Oxidation of the endogenous cannabinoid arachidonoyl ethanolamide by the cytochrome P450 monooxygenases: physiological and pharmacological implications

Abstract

Arachidonoyl ethanolamide (anandamide) is an endogenous amide of arachidonic acid and an important signaling mediator of the endocannabinoid system. Given its numerous roles in maintaining normal physiological function and modulating pathophysiological responses throughout the body, the endocannabinoid system is an important pharmacological target amenable to manipulation directly by cannabinoid receptor ligands or indirectly by drugs that alter endocannabinoid synthesis and inactivation. The latter approach has the possible advantage of more selectivity, thus there is the potential for fewer untoward effects like those that are traditionally associated with cannabinoid receptor ligands. In that regard, inhibitors of the principal inactivating enzyme for anandamide, fatty acid amide hydrolase (FAAH), are currently in development for the treatment of pain and inflammation. However, several pathways involved in anandamide synthesis, metabolism, and inactivation all need to be taken into account when evaluating the effects of FAAH inhibitors and similar agents in preclinical models and assessing their clinical potential. Anandamide undergoes oxidation by several human cytochrome P450 (P450) enzymes, including CYP3A4, CYP4F2, CYP4X1, and the highly polymorphic CYP2D6, forming numerous structurally diverse lipids, which are likely to have important physiological roles, as evidenced by the demonstration that a P450-derived epoxide of anandamide is a potent agonist for the cannabinoid receptor 2. The focus of this review is to emphasize the need for a better understanding of the P450-mediated pathways of the metabolism of anandamide, because these are likely to be important in mediating endocannabinoid signaling as well as the pharmacological responses to endocannabinoid-targeting drugs.

Fig. 1.

Biosynthesis and degradation of anandamide. The formation of the anandamide precursor C20:4-NAPE is catalyzed by NAT, which transfers an arachidonoyl group from the sn-1 position of a phospholipid, such as phosphatidylcholine (PC), to the amino group of phosphatidylethanolamine (PE). Several pathways act upon C20:4-NAPE to produce anandamide, including 1) direct conversion by NAPE-PLD; 2) PLC-catalyzed formation of a phospho-NAE species, which is subsequently converted to anandamide via the action of phosphatases, including PTPN22 and SH2-containing inositol-5-phosphatase (SHIP1); and 3) sPLA2 or ABHD4-catalyzed formation of lyso-NAPE, followed by ABHD4-catalyzed formation of a GP-NAE species that is subsequently converted to anandamide by the phosphodiesterase GDE1. The enzymatic inactivation of anandamide is carried out by membrane-bound FAAH, which forms arachidonic acid (AA) and EA.

Fig. 2.

Oxidative pathways for the metabolism of anandamide catalyzed by cytochrome P450s and epoxide hydrolases. Anandamide undergoes epoxidation by CYP3A4, CYP2D6, and CYP4X1 to form four EET-EAs.

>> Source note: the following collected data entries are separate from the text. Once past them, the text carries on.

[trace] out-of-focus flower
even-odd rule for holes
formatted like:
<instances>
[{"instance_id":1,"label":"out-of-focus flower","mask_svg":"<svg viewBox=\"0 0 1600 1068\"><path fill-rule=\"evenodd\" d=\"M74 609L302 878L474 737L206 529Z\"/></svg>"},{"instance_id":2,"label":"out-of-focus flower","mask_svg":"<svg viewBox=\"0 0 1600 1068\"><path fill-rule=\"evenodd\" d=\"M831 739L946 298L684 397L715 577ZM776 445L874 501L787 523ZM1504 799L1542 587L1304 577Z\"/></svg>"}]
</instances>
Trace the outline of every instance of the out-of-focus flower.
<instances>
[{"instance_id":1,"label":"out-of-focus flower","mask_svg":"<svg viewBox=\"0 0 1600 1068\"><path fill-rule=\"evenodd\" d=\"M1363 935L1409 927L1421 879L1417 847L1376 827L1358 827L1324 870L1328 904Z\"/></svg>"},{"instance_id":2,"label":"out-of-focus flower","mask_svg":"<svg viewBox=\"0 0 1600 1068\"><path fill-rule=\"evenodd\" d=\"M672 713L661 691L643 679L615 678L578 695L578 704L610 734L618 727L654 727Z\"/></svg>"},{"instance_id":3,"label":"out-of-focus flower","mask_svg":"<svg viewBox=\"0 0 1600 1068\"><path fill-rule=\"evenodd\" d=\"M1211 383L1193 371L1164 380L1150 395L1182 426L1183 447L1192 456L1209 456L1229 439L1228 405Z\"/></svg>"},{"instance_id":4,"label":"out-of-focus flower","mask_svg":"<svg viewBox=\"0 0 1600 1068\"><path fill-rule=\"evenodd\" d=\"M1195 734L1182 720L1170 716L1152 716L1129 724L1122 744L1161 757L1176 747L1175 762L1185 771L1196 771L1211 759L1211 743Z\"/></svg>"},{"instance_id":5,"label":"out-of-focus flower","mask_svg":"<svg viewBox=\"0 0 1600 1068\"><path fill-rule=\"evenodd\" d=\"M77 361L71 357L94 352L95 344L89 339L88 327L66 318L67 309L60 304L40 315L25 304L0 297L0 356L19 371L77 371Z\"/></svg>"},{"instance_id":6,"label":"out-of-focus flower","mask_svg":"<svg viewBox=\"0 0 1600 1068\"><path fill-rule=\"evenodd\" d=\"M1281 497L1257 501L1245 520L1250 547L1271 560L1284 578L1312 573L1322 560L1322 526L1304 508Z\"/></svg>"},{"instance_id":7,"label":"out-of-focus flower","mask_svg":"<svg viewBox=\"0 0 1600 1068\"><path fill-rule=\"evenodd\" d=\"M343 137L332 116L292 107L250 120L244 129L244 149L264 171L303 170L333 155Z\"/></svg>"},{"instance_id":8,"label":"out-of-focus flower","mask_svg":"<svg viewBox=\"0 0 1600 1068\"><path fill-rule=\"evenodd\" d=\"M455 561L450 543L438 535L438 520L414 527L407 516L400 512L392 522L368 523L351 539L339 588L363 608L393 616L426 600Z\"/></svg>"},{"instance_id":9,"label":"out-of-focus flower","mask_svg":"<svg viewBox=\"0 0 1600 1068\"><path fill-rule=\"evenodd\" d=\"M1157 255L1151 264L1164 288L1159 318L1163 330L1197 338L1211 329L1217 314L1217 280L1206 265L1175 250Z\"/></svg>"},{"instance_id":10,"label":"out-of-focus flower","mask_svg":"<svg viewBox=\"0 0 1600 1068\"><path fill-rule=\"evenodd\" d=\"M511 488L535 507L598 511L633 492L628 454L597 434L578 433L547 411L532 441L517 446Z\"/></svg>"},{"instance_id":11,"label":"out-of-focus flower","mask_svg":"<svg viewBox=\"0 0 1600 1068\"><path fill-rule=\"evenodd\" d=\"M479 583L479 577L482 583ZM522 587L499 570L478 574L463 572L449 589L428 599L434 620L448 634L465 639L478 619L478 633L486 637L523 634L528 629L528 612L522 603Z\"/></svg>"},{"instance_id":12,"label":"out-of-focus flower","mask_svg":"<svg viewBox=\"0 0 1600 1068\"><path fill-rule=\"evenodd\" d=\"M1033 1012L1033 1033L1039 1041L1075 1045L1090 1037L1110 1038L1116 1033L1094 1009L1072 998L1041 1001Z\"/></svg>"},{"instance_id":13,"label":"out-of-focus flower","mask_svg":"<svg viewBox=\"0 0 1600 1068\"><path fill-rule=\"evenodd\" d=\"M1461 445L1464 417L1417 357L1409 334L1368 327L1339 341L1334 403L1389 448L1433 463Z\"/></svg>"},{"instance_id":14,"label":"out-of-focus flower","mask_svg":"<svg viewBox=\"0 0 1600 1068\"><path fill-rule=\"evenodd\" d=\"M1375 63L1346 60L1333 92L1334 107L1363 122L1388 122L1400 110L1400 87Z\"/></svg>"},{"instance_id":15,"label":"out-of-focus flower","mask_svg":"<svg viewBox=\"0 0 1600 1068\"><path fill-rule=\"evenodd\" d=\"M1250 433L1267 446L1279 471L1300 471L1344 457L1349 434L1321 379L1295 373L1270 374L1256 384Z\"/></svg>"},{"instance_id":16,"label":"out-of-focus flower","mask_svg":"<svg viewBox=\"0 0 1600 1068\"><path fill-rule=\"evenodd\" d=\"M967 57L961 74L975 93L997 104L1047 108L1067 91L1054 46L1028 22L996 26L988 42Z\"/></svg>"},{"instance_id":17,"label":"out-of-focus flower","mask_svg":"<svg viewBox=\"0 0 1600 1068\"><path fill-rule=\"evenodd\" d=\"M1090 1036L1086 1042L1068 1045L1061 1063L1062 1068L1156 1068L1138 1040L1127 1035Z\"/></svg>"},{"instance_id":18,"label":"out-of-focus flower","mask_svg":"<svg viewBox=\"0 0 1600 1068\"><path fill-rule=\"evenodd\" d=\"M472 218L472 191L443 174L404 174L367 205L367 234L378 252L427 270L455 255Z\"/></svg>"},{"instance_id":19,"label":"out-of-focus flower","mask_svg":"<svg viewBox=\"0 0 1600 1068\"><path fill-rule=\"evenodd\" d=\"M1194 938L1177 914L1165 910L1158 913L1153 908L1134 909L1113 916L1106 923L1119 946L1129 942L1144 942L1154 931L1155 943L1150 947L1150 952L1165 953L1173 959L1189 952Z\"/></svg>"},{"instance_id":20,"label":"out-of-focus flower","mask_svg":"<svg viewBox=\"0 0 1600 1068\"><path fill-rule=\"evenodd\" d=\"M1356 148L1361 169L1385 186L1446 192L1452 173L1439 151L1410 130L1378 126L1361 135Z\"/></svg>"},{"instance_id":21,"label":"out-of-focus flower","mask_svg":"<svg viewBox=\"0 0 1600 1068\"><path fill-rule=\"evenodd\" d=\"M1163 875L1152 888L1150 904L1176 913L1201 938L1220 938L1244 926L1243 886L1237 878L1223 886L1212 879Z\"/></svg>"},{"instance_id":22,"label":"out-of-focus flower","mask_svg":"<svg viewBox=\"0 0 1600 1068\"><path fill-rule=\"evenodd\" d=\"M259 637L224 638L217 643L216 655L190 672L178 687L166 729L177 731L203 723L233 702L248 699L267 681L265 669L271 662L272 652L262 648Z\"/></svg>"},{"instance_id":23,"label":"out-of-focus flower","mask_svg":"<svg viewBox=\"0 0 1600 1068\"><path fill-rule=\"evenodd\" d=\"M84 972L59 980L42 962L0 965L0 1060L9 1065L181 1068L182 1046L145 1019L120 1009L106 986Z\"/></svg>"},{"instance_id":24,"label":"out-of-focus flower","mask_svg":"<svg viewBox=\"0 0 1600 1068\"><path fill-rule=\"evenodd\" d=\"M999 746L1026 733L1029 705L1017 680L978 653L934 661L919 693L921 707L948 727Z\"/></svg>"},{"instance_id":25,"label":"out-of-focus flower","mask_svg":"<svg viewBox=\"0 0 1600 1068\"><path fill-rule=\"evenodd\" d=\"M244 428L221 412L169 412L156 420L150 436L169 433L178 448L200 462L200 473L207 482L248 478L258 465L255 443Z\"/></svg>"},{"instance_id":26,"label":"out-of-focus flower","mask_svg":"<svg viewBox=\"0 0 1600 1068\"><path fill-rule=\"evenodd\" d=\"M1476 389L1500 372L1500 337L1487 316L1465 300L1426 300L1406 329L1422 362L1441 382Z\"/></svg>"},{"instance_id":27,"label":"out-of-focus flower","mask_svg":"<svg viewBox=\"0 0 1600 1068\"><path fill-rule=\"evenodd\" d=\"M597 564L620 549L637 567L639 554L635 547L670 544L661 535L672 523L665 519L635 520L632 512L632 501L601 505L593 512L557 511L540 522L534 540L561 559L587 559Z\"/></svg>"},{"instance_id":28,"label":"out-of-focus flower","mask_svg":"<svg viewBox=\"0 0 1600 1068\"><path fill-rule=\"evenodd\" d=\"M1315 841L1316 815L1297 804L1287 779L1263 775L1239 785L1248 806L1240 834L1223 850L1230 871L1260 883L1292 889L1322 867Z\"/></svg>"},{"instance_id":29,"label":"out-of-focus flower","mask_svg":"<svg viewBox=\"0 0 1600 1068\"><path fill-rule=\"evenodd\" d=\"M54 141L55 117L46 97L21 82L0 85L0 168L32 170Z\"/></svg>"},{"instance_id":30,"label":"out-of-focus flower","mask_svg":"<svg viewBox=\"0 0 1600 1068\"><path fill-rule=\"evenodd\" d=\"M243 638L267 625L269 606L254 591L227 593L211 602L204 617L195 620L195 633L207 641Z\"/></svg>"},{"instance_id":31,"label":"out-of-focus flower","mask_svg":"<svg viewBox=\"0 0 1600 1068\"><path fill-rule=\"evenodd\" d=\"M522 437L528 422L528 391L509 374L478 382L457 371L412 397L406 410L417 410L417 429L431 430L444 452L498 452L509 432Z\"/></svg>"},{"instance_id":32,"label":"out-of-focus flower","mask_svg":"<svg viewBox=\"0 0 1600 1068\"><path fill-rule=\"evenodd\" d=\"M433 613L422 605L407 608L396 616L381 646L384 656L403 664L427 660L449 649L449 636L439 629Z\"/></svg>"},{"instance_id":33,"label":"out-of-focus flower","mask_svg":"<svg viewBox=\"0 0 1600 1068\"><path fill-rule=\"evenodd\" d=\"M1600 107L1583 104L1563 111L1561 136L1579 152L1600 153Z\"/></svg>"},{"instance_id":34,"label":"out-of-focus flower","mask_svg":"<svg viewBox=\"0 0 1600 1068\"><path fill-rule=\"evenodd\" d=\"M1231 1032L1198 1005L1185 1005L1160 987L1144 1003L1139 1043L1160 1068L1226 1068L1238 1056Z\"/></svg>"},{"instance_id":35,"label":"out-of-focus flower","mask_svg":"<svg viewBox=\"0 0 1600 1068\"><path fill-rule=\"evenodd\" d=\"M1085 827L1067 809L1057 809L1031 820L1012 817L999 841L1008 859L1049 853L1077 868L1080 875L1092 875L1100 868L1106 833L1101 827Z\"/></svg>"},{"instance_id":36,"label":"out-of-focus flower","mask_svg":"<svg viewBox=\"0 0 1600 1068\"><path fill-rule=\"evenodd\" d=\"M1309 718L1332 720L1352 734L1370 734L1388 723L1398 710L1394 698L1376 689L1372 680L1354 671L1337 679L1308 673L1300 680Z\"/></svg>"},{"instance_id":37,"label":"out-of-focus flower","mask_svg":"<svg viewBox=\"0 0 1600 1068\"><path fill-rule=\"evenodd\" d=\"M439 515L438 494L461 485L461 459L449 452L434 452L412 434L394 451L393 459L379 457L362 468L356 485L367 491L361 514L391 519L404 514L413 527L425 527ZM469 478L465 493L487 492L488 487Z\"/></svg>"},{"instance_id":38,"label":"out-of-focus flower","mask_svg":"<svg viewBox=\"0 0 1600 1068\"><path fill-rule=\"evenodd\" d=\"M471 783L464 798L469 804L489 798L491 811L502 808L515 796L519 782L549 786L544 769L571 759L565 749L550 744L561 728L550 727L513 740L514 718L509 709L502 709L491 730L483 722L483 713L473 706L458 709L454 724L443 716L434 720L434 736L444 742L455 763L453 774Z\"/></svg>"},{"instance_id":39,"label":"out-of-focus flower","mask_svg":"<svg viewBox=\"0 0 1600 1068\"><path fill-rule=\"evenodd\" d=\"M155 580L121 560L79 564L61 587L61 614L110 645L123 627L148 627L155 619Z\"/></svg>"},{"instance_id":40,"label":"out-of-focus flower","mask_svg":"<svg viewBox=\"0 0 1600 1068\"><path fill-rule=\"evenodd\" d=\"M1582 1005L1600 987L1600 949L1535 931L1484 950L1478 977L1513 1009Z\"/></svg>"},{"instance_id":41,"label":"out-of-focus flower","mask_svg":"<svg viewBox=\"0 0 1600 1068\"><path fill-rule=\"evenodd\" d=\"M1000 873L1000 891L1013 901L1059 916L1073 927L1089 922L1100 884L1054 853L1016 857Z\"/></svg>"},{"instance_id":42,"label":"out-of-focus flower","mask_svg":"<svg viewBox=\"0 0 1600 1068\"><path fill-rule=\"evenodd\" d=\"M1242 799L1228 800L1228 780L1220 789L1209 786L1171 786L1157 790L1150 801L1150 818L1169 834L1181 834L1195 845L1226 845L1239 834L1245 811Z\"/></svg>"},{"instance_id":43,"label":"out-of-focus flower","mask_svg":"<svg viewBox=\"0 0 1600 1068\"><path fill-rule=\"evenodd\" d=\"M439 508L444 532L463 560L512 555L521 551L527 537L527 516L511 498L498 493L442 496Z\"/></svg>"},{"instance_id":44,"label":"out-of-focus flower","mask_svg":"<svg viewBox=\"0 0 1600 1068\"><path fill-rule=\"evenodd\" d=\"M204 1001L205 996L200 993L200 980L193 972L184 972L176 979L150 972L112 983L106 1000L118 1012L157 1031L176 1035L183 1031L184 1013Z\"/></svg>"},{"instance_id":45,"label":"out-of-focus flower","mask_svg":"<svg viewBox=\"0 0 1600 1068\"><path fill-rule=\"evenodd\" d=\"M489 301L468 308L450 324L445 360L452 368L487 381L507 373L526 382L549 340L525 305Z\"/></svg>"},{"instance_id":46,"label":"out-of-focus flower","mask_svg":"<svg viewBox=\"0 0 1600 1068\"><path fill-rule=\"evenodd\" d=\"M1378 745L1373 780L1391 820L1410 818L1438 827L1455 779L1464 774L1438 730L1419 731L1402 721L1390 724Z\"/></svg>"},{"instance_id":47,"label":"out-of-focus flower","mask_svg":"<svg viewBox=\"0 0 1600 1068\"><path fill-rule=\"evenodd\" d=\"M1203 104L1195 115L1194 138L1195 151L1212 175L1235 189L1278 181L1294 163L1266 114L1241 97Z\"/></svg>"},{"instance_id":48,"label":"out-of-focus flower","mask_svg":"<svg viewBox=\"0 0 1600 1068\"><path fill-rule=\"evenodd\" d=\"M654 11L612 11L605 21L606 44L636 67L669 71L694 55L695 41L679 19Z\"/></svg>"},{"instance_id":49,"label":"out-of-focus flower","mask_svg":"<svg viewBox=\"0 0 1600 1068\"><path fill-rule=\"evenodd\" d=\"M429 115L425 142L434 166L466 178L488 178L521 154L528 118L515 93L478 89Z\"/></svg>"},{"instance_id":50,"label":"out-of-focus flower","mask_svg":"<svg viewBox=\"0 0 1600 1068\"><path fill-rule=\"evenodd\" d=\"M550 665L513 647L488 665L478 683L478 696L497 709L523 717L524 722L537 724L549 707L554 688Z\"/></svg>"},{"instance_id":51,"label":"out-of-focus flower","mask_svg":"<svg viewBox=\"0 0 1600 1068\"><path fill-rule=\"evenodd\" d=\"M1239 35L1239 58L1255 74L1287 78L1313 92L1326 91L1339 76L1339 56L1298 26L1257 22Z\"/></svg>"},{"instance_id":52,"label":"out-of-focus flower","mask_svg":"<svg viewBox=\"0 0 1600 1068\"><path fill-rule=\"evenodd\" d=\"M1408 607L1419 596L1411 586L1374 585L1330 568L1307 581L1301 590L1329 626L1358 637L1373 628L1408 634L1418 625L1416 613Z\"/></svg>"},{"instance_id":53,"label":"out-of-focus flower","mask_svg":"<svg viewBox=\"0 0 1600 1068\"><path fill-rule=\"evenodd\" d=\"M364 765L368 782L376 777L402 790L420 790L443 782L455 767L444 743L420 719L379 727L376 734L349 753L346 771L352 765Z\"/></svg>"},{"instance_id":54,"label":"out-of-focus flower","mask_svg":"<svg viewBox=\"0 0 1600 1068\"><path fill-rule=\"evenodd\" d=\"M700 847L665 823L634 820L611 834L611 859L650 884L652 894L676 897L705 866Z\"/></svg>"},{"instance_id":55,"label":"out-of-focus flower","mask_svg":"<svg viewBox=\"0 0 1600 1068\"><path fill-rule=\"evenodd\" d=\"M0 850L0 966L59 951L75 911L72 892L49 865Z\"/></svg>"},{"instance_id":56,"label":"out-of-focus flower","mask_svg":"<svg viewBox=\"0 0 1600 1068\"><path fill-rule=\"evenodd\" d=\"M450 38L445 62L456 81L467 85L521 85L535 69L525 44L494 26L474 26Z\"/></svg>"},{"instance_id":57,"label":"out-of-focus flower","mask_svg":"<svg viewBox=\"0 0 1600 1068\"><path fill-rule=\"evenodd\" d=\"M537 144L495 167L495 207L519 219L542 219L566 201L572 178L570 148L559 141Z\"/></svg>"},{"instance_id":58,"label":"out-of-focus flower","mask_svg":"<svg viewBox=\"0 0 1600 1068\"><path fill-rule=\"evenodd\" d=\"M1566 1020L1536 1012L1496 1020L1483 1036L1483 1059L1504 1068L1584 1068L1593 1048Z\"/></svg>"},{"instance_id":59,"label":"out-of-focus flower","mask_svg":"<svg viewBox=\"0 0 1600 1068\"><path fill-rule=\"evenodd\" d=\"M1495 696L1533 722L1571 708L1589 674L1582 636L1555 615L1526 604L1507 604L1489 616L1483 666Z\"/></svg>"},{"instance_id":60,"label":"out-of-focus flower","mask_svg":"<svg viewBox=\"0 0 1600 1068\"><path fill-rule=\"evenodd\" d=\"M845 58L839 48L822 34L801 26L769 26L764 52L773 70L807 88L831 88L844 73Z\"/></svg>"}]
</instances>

The hydroxylation of anandamide is carried out by CYP4F2 or CYP2D6 to form 20-HETE-EA. The EET-EAs can be further metabolized by microsomal and soluble epoxide hydrolase (EH) to form the corresponding DHET-EAs or by CYP2D6 to form the corresponding HEET-EAs.

Fig. 3.

Potential protective actions of 5,6-EET-EA in pathological conditions of the liver and CNS. Anandamide (AEA) is metabolized by FAAH to arachidonic acid (AA) and by cytochrome P450 (CYP) to 5,6-EET-EA, which is in turn metabolized by epoxide hydrolase (EH) to 5,6-DHET-EA. Administration of FAAH or EH inhibitors could lead to an increase in the formation of endogenously produced 5,6-EET-EA by affecting its synthesis or its degradation. CB2, which is primarily expressed on immune cells, is activated by 5,6-EET-EA, and this activation may lead to important anti-inflammatory events that could alter the pathological outcome in both acute and chronic conditions affecting the liver and the CNS.